Marit Endresen is Director of the Department for Knowledge Development and Digitalization at the Norwegian Directorate for Civil Protection (DSB).
Her job involves collaborating with the entire Nordic region on joint knowledge exchange and emergency preparedness to address current societal security challenges.
Societal security and preparedness is about gaining an overview. We need insight from across disciplines, sectors, administrative levels, countries and regions. The world is changing rapidly in ways we must take seriously, and the key to facing these changes is cooperation.Marit Endresen
“Research is very valuable to our work,” says Marit Endresen. “Not only within societal security, but in other disciplines such as climate research.”
Marit Endresen emphasises that DSB finds Nordic cooperation on societal security very valuable. She says DSB engages in close, effective cooperation with the other Nordic societal security authorities and benefits greatly from this cooperation in areas such as hazardous substances, fighting forest fires, and emergency communications.
“Since the outbreak of the COVID-19 pandemic, there has also been close and steady cooperation between the Nordic authorities for societal security. The focus has been on sharing our situational overview and exchanging experiences.”
National borders cannot stop a crisis, so the most important thing for DSB is for the Nordic countries to stand together and take advantage of their common capacities, knowledge and resources for the benefit of all Nordic residents.
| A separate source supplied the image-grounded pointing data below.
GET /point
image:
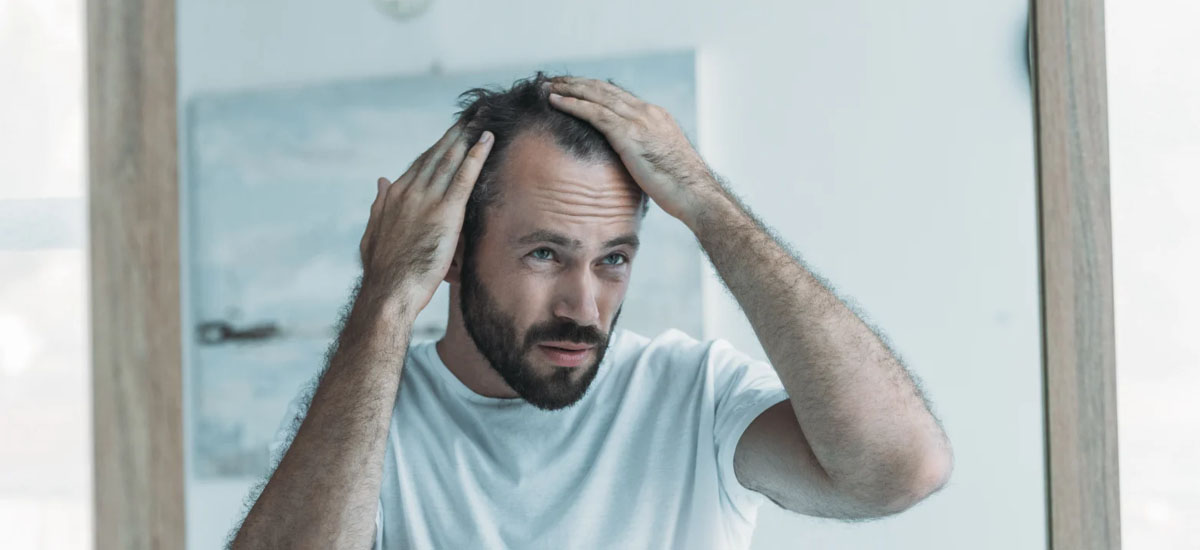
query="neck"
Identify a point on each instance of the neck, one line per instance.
(463, 358)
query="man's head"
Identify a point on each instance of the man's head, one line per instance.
(547, 243)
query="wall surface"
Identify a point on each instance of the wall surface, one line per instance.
(892, 144)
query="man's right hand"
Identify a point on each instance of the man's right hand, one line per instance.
(415, 221)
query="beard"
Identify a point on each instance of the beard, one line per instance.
(495, 333)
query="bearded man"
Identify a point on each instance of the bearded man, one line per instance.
(534, 422)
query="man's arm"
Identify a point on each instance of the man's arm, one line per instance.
(325, 490)
(869, 444)
(859, 440)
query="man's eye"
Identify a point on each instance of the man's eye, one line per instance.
(617, 258)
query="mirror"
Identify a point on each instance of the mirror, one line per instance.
(889, 148)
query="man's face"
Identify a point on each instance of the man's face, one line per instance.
(543, 290)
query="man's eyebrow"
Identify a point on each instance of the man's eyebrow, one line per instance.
(630, 239)
(546, 235)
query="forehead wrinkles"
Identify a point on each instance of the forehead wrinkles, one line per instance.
(577, 199)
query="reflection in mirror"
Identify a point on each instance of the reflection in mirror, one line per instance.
(694, 279)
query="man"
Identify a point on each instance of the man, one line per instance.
(535, 423)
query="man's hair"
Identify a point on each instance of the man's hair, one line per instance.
(523, 107)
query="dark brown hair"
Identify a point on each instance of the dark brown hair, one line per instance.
(507, 113)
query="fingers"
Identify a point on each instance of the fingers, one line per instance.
(606, 94)
(373, 219)
(601, 117)
(463, 180)
(441, 149)
(430, 155)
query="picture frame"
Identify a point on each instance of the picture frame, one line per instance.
(136, 311)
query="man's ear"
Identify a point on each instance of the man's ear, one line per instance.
(453, 274)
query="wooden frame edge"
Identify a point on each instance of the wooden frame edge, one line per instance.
(133, 232)
(138, 472)
(1075, 249)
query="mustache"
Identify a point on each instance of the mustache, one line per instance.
(564, 332)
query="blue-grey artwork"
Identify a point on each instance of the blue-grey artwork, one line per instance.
(279, 190)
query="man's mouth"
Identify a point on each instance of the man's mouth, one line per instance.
(565, 353)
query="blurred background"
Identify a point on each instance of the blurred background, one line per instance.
(891, 143)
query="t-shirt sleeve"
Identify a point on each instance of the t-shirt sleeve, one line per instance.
(743, 388)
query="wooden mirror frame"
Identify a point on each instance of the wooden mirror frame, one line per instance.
(133, 205)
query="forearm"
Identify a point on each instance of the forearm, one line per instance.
(325, 489)
(861, 412)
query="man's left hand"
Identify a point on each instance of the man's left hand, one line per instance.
(648, 141)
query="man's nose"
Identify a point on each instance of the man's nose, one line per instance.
(577, 298)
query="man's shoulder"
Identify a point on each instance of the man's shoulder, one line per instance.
(670, 348)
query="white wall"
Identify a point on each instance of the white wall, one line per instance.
(1155, 138)
(889, 142)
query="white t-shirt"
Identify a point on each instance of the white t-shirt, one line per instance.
(645, 459)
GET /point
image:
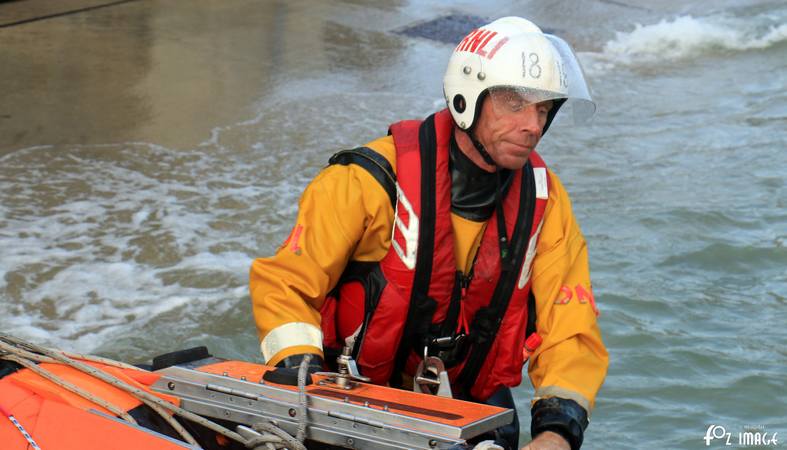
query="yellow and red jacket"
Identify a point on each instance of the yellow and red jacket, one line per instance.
(347, 216)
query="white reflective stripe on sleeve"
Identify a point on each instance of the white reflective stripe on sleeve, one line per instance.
(542, 190)
(290, 335)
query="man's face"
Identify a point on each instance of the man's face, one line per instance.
(510, 127)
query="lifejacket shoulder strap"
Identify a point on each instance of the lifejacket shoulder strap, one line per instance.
(374, 163)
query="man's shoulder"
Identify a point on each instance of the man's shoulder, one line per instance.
(386, 148)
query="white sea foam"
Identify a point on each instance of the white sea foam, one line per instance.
(684, 37)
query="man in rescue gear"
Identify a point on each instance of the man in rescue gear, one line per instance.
(449, 238)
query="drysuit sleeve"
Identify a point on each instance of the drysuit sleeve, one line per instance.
(344, 213)
(571, 362)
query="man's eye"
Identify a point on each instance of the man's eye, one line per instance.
(515, 104)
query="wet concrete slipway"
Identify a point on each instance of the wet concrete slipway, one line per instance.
(149, 150)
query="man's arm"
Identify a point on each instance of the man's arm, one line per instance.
(569, 367)
(343, 214)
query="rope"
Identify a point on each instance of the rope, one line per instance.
(303, 400)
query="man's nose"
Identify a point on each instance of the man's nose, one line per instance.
(529, 120)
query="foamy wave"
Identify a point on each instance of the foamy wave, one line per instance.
(683, 38)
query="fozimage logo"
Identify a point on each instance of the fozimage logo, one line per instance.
(749, 436)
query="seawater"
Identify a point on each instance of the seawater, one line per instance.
(130, 249)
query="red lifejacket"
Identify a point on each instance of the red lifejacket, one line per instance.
(414, 285)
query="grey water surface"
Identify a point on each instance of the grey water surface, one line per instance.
(149, 150)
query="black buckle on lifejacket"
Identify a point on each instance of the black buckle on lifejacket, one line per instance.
(450, 349)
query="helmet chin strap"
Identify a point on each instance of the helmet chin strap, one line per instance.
(505, 253)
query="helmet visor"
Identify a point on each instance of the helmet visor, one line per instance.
(549, 71)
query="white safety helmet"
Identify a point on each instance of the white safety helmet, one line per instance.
(513, 54)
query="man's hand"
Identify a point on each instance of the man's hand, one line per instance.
(548, 441)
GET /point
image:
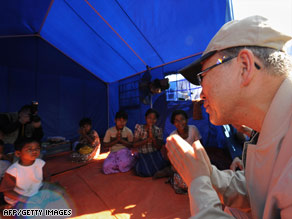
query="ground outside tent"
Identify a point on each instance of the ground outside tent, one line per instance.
(122, 195)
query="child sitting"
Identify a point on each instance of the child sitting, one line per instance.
(23, 183)
(119, 138)
(88, 145)
(148, 139)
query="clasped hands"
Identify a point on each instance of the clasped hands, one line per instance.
(189, 161)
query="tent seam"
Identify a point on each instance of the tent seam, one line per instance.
(73, 60)
(140, 32)
(101, 37)
(45, 18)
(116, 32)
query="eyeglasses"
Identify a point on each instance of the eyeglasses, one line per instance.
(219, 62)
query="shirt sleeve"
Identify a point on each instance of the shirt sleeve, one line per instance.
(46, 173)
(107, 136)
(130, 135)
(195, 132)
(159, 133)
(137, 132)
(204, 201)
(231, 188)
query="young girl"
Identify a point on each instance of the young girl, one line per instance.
(189, 133)
(148, 139)
(23, 183)
(120, 140)
(88, 145)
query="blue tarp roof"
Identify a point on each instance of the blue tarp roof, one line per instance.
(72, 55)
(114, 39)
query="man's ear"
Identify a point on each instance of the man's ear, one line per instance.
(246, 59)
(17, 153)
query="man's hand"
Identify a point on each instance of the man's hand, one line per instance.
(118, 135)
(24, 118)
(191, 162)
(236, 163)
(36, 124)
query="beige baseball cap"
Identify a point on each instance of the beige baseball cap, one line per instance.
(251, 31)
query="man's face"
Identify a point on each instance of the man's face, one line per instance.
(29, 152)
(220, 91)
(120, 123)
(180, 122)
(151, 119)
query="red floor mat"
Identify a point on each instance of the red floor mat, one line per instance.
(122, 195)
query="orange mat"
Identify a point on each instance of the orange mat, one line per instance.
(122, 195)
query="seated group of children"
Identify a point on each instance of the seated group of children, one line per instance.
(24, 180)
(141, 150)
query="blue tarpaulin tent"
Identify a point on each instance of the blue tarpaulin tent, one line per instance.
(73, 55)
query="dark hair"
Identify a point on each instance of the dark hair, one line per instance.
(25, 108)
(149, 111)
(121, 114)
(178, 112)
(85, 121)
(20, 143)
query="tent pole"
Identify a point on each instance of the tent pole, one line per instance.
(107, 86)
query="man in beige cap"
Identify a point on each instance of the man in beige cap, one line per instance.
(246, 79)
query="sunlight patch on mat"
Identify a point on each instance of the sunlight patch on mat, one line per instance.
(101, 156)
(129, 207)
(104, 214)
This research collaboration is an example of how, together, the Nordic countries gain insight and develop a common scientific basis.
DSB co-funds NordForsk’s Nordic Societal Security Programme, which currently administers 13 research projects with a total budget of over NOK 200 million.
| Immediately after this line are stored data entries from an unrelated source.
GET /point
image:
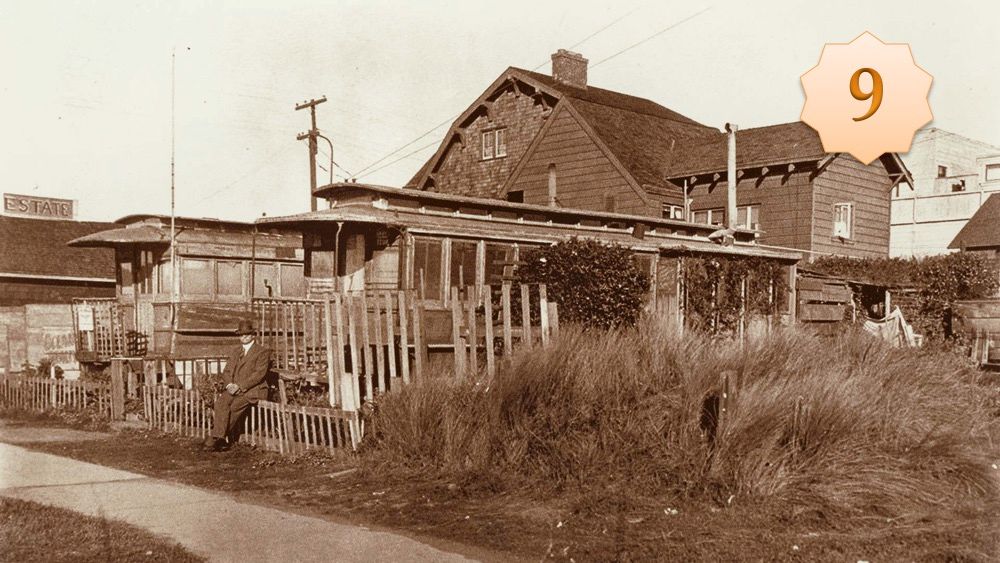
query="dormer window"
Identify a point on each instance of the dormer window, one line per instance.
(494, 144)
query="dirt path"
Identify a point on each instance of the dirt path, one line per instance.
(209, 524)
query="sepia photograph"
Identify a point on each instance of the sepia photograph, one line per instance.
(370, 280)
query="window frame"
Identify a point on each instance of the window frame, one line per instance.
(491, 146)
(986, 172)
(849, 207)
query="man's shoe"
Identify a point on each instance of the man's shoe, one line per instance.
(215, 444)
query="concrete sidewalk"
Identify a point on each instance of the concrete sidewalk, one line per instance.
(209, 524)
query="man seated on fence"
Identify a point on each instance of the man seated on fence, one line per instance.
(245, 384)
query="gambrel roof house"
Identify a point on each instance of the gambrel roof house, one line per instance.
(982, 232)
(36, 266)
(556, 140)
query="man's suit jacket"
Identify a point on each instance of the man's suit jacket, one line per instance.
(249, 371)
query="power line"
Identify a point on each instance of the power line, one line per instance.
(428, 132)
(653, 36)
(587, 38)
(408, 155)
(362, 173)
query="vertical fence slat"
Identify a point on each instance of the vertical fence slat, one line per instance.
(473, 332)
(390, 338)
(381, 377)
(332, 377)
(456, 331)
(404, 346)
(488, 329)
(543, 312)
(352, 329)
(525, 317)
(367, 350)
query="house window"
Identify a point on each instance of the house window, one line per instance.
(499, 263)
(196, 277)
(427, 268)
(501, 142)
(992, 172)
(748, 216)
(265, 280)
(293, 281)
(494, 144)
(463, 263)
(673, 211)
(229, 277)
(843, 217)
(710, 216)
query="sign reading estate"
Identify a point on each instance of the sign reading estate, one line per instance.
(39, 207)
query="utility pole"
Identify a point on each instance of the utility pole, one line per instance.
(731, 179)
(311, 135)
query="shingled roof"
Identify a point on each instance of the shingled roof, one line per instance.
(642, 134)
(654, 143)
(759, 146)
(38, 247)
(983, 229)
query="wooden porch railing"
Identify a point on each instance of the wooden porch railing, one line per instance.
(99, 330)
(383, 340)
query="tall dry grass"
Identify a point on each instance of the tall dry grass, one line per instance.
(842, 427)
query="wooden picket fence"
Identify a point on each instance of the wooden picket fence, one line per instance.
(383, 340)
(176, 411)
(41, 394)
(293, 429)
(270, 426)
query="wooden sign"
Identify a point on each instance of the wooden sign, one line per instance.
(38, 207)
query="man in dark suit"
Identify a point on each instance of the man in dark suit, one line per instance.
(245, 380)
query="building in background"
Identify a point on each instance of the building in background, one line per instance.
(953, 176)
(560, 142)
(37, 267)
(981, 233)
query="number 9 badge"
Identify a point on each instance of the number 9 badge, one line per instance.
(866, 97)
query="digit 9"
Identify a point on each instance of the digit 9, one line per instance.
(875, 95)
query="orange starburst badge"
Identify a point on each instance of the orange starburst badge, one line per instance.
(866, 97)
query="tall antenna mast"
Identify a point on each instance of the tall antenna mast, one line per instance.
(173, 223)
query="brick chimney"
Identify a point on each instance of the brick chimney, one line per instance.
(569, 67)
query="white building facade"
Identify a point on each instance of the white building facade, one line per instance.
(952, 177)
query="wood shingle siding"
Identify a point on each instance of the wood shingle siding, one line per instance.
(846, 180)
(584, 173)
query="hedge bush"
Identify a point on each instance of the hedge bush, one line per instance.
(939, 281)
(595, 285)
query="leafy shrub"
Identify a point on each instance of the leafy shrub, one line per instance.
(713, 290)
(939, 281)
(594, 284)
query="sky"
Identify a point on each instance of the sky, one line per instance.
(90, 87)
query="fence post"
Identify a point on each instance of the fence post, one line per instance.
(543, 313)
(525, 316)
(390, 340)
(420, 351)
(331, 376)
(472, 331)
(456, 329)
(505, 312)
(488, 315)
(404, 346)
(117, 391)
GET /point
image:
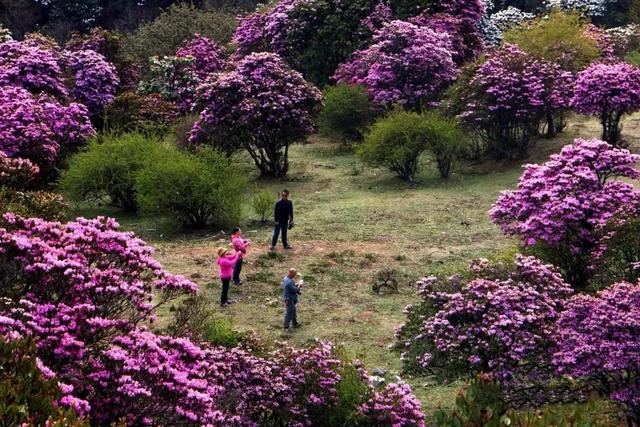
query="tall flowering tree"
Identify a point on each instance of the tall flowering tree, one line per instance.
(406, 64)
(261, 106)
(495, 323)
(509, 95)
(95, 79)
(598, 337)
(39, 128)
(561, 205)
(608, 91)
(312, 36)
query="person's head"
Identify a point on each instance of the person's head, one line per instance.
(222, 251)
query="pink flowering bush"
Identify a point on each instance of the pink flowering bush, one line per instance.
(95, 79)
(261, 106)
(31, 66)
(608, 91)
(466, 41)
(509, 95)
(494, 323)
(312, 36)
(406, 64)
(40, 129)
(598, 337)
(560, 206)
(395, 405)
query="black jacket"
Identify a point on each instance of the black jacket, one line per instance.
(283, 211)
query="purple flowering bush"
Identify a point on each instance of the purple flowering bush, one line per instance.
(608, 91)
(598, 336)
(39, 128)
(95, 80)
(496, 322)
(261, 106)
(406, 64)
(508, 97)
(561, 205)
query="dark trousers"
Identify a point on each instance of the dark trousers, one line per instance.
(224, 297)
(290, 314)
(280, 226)
(236, 271)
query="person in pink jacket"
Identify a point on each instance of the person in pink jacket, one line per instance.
(240, 245)
(226, 262)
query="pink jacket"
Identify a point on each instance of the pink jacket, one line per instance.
(239, 245)
(226, 264)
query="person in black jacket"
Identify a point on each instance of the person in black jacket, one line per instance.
(283, 219)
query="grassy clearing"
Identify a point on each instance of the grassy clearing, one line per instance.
(351, 222)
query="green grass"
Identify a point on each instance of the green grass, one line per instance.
(351, 221)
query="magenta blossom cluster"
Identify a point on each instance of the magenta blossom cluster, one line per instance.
(598, 336)
(608, 91)
(29, 65)
(466, 41)
(16, 172)
(39, 128)
(510, 94)
(564, 202)
(406, 64)
(95, 80)
(494, 324)
(207, 57)
(261, 105)
(395, 405)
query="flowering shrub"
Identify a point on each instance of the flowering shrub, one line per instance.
(560, 205)
(609, 92)
(466, 40)
(407, 64)
(509, 95)
(261, 106)
(207, 57)
(492, 324)
(599, 337)
(38, 128)
(95, 79)
(30, 65)
(394, 405)
(312, 36)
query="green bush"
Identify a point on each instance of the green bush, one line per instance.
(26, 398)
(33, 204)
(195, 189)
(177, 24)
(108, 167)
(262, 204)
(398, 140)
(346, 113)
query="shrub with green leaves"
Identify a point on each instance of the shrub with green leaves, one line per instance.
(398, 140)
(108, 168)
(262, 204)
(178, 23)
(26, 397)
(346, 113)
(205, 188)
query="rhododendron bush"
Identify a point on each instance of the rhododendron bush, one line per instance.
(508, 97)
(495, 323)
(407, 64)
(608, 91)
(261, 106)
(39, 128)
(599, 337)
(561, 206)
The Nordic region and international cooperation
“Nordic cooperation has proved particularly important in recent years as a result of the EU Civil Protection Mechanism,” continues Marit Endresen. “The Nordic societal security authorities have joined forces to draw up a plan to boost Nordic rescEU reserve capacities. These are EU-funded emergency preparedness resources that can be deployed to deal with major disasters in the Nordic countries as well as Europe.”
Ms Endresen believes that since in an international context the Nordic countries are small, it is useful for them to be able to work together to present their common challenges to the EU and others. Countries outside the Nordic region also take part in the Nordic Societal Security Programme. According to Ms Endresen, there are only advantages to Nordic countries cooperating with countries outside the region.
“Societal security and preparedness is about gaining an overview. We need insight from across disciplines, sectors, administrative levels, countries and regions. The world is changing rapidly in ways we must take seriously, and the key to facing these changes is cooperation.”